Kenneth Colin Bland (5 April 1938 – 14 April 2018) was a Rhodesian cricketer who played in 21 Tests for South Africa in the 1960s.[1] He is regarded as one of the greatest fielders in the history of Test cricket.[2]

Cricket career

Colin Bland was educated at Milton High School in Bulawayo. He made his first-class debut for Rhodesia as a schoolboy against Peter May‘s English team in 1956-57 and went on to represent them 55 times from 1956 to 1968.[3] He later played for the South African provincial sides Eastern Province and Orange Free State.[4]

A tall and elegant right-handed batsman, Bland broke into the South African Test team in 1961, and was a regular until 1966-67. As South Africa in the apartheid era played Test cricket only against England, Australia and New Zealand, his career was restricted to just 21 Tests, in which he scored 1,669 runs, including three centuries. His highest Test score came in the Second Test against England at Johannesburg in 1964-65; South Africa followed on 214 behind, and was 109 for 4 in the second innings when Bland came in and hit 144 not out in just over four hours to save the match.[5]
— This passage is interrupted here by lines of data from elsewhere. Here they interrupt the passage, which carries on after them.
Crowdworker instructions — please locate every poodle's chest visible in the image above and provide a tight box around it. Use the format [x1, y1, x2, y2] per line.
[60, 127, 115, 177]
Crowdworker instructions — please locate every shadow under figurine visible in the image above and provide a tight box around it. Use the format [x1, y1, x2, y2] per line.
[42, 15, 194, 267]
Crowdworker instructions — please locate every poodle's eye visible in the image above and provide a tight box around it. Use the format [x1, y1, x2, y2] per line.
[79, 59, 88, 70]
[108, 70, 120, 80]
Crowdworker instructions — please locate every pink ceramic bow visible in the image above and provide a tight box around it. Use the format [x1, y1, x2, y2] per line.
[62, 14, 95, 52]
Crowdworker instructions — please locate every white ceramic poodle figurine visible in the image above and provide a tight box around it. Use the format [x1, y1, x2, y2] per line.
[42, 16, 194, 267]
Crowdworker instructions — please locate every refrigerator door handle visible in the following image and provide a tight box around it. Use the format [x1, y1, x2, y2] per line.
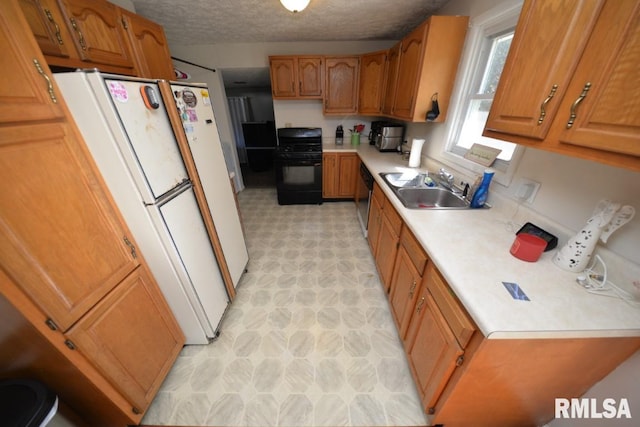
[150, 179, 193, 207]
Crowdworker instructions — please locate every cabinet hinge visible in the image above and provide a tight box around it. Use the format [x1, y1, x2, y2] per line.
[44, 319, 58, 331]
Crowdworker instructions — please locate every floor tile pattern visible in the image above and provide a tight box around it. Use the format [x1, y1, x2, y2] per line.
[143, 187, 426, 427]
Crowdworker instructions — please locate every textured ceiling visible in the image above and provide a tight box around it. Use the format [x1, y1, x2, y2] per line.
[131, 0, 449, 88]
[132, 0, 449, 45]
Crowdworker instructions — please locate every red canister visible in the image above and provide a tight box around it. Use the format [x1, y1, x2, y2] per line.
[509, 233, 547, 262]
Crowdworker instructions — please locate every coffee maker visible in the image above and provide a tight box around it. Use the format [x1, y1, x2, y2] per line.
[369, 120, 404, 151]
[369, 120, 388, 145]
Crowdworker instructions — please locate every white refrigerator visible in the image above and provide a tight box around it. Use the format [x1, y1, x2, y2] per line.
[171, 83, 249, 287]
[54, 71, 230, 344]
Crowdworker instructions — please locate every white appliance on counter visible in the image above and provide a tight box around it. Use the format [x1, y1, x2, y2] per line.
[54, 71, 243, 344]
[171, 83, 249, 288]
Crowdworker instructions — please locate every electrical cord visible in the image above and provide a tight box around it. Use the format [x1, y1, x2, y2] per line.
[576, 254, 640, 307]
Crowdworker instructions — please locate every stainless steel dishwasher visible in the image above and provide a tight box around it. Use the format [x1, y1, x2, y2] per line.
[355, 162, 373, 239]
Bland’s chief fame, though, rested on his fielding. The general consensus is that he was the finest cover fieldsman of his time, and rated by some as the finest ever, he was able to the turn the course of whole matches. His spectacular run out of Ken Barrington in the Lord’s Test of 1965, followed by a similar dismissal of Jim Parks, may have prevented England from establishing a match-winning first innings lead, the match eventually being drawn.[6]Brian Johnston recalled of the 1965 tour, “For the first time I heard people saying that they must go to a match especially to watch a fielder.”[7]

Bland was a Wisden Cricketer of the Year in 1966;[1] he is one of only two players so honoured (the other is Stuart Surridge) to be depicted in the accompanying portrait fielding, rather than batting, bowling or keeping. When Wisden asked Peter van der Merwe in 1999 to name the five outstanding cricketers of the twentieth century, he included Colin Bland, saying, “He revolutionised the attitude to fielding, and set a standard not yet equalled.”[8]

Bland retired from Test cricket after injury forced him out of the side after the first Test in 1966-67.[1] He continued to play first-class cricket in South Africa until the 1973-74 season.[1]


On 14 April 2018, Bland died at his home in London after a prolonged battle with colon cancer.[9]